Sharing `SourceFile`s between `createWatchProgram` calls #35676

bradzacher · 2019-12-14T00:03:29Z

Search Terms

SourceFile, createWatchProgram, DocumentRegistry, WatchOfConfigFile

Background

A bit of background first, over in @typescript-eslint, we use the compiler API to parse files. The user passes us a set of tsconfigs, and we create a program for each of those projects. ESLint then asks us to parse a file, and we take the the pre-parsed AST, transform it to the ESTree AST spec, and return the new AST, as well as the Program.
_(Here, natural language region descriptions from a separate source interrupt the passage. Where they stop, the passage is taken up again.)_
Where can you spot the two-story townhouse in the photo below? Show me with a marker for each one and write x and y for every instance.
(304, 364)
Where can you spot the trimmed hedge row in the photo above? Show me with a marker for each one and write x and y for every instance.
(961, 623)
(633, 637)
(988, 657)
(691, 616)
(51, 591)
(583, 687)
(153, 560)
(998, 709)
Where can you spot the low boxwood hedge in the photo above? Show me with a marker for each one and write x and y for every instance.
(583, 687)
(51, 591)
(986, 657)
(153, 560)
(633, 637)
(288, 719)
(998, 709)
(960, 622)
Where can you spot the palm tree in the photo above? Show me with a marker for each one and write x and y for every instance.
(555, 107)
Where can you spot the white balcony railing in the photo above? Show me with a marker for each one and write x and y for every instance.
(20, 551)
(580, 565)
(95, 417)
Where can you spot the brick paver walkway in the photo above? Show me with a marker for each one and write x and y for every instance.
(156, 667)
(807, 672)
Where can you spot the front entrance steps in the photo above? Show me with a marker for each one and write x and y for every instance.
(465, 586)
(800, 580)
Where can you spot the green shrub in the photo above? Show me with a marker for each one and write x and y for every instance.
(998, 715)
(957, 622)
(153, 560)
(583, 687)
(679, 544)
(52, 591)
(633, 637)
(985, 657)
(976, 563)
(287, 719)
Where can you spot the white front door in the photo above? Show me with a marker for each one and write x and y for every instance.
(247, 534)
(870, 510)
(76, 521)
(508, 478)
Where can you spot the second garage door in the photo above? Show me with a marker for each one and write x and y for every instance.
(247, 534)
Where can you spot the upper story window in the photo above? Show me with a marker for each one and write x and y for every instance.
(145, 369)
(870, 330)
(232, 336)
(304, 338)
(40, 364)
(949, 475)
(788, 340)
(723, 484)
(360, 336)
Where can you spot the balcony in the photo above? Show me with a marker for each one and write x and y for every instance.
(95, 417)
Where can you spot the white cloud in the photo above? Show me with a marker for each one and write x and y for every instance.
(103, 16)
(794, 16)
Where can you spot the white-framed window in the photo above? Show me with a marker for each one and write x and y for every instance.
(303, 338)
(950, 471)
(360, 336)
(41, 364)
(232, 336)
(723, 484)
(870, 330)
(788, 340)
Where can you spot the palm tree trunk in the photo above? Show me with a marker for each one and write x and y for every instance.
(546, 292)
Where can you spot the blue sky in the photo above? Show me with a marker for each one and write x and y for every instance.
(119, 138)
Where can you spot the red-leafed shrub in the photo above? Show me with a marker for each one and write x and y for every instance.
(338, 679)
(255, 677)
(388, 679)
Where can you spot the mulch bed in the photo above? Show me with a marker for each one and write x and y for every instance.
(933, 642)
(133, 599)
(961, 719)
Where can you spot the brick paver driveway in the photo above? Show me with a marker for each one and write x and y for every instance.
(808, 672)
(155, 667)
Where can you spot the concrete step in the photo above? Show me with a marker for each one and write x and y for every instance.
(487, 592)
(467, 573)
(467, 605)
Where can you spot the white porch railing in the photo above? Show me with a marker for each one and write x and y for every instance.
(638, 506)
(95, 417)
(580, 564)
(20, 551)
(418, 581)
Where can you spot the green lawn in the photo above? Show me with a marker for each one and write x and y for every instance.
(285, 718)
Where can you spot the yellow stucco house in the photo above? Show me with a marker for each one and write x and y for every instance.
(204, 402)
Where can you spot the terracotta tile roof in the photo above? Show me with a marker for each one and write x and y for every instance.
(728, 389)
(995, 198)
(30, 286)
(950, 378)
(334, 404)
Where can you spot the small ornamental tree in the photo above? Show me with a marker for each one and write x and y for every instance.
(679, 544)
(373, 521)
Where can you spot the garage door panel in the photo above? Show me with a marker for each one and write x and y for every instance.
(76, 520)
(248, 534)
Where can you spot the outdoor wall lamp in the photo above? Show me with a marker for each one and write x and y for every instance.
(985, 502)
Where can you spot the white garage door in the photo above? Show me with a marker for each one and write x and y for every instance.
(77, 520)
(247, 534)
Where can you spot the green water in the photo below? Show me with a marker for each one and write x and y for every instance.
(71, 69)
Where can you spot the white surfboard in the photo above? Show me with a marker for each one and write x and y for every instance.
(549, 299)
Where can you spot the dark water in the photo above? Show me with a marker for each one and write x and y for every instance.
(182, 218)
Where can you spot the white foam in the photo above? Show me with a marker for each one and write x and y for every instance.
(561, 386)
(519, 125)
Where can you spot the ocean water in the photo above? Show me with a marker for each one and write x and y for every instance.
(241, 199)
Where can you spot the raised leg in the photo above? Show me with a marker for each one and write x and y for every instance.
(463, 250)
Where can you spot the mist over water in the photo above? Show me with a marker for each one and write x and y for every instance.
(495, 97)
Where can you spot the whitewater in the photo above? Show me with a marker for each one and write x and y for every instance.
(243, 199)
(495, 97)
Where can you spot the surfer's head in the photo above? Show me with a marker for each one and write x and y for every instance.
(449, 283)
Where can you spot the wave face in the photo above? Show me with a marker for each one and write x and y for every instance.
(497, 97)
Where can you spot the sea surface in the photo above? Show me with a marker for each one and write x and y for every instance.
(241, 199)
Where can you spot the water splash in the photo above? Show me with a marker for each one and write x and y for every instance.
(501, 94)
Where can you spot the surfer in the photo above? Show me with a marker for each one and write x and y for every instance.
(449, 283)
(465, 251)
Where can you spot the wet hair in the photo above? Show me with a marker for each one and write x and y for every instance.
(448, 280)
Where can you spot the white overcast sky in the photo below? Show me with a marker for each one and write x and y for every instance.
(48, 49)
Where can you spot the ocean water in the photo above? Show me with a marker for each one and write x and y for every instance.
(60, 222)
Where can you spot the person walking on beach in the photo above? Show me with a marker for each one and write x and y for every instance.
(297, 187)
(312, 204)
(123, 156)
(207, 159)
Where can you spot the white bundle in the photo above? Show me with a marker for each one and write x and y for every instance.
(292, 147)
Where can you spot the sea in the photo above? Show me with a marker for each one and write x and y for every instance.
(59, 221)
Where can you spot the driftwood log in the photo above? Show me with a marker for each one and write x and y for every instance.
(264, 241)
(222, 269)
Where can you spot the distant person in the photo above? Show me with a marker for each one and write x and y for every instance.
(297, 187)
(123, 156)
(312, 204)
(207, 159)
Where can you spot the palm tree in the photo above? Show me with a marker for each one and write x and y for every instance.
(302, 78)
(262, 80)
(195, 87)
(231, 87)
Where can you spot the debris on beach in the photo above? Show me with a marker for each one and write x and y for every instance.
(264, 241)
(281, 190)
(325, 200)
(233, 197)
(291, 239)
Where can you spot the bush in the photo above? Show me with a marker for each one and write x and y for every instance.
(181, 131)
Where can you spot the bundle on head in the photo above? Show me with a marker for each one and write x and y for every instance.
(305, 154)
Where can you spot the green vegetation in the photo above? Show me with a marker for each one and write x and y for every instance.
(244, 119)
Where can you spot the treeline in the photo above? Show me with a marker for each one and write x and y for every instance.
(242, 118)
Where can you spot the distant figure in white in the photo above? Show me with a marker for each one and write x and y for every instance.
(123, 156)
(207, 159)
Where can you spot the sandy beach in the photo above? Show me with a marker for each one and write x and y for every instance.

The former ESLint traverses to power all lint rules, the latter our type-aware lint rules use to do statically analysis.

Our parser has to support two use cases:

the "one-and-done" CLI run use case, where every file is parsed and linted exactly once, and then the process exits.
the "never ending story" IDE use case, where each file can be parsed 1..n times, each time with potentially different contents.

Because of the way ESLint is designed^[1], it has to support both of these use cases at the same time, without any information about which case the current run is.

Because of this, we built our parser on top of the createWatchProgram API, because it provides a BuilderProgram instead of a Program, which is more amenable to the incremental updates we get in the IDE use case. We provide a customised WatchCompilerHost, which does not rely on filesystem watchers^[2], and instead manually call the watch callbacks whenever ESLint tells us there's new file content. There's also a bit of code around detecting if a file is new, or if a file has been deleted.

If you're interested, the code is here: https://github.com/typescript-eslint/typescript-eslint/blob/835378e505f462d965ce35cc4c81f8eee1704a30/packages/typescript-estree/src/create-program/createWatchProgram.ts#L227

[1] - ESLint only really has one API - the CLIEngine, which is used in the same way in both their CLI, and 3rd-party IDE extensions, such as vscode-eslint
[2] - We cannot use file watchers due to the CLI use case, which has to exit automatically as soon as the lint run is finished. I tried non-persistent file watchers, but they are are pretty slow, filled with edge cases and are all around a real pain. Additionally file watchers are async, which doesn't work in ESLint's synchronous world.

Problem

So with all that being said, what's the problem?

For multi-package monorepos, a user will pass us a set of tsconfigs - one per package. We then go ahead and call createWatchProgram once per tsconfig. Simple enough, right?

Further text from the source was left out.